Groene asperges, in een crème van groene asperges, daarop gedroogde tomaten, daarop heel dungesneden reepjes rauwe witte asperge, met vlierbloesem erover en een sap van gefilterde gazpacho met vlierbloesem, en bovenop een strakke quenelle spierwit, glanzend ijs van amandelmelk met mierikswortel. Als je zo’n gerecht krijgt voorgeschoteld, dan weet je exact waar je je bevindt in de tijd en ruimte: het is eind mei, en we zitten bij restaurant Choux.

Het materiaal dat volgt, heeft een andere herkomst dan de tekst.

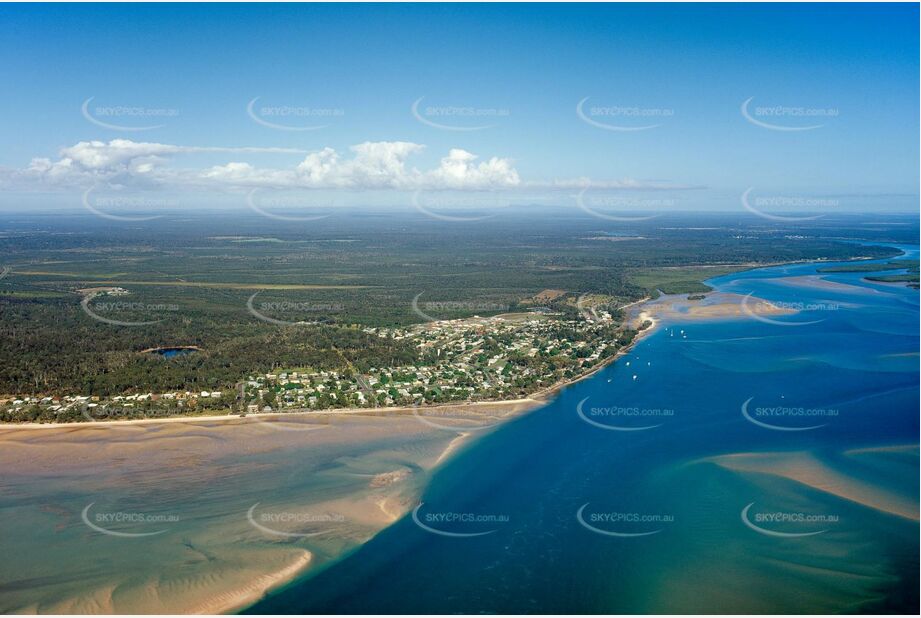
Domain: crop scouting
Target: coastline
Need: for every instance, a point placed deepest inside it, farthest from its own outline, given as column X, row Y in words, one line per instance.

De asperge speelt de hoofdrol, in al haar glorie, wit en groen, knapperig en zalvend, hartig en fris. Vlierbloesem geeft een stuivend parfum, de gedroogde tomaat en het gazpachosap geven diepte, een lichtvoetige, vegetale umami-ondertoon. Dat bolletje ijs is geniaal. De mierik geeft pit, de amandelmelk een koude maar zijdezachte, notige romigheid zonder zuivelig en vet te zijn, die langzaam door het geheel heen smelt. Het is een complex gerecht, met veel componenten, maar alles heeft een functie, het grijpt precies in elkaar. Het is bijzonder slim en met een fijne touch gecomponeerd – de touch van chef Merijn van Berlo.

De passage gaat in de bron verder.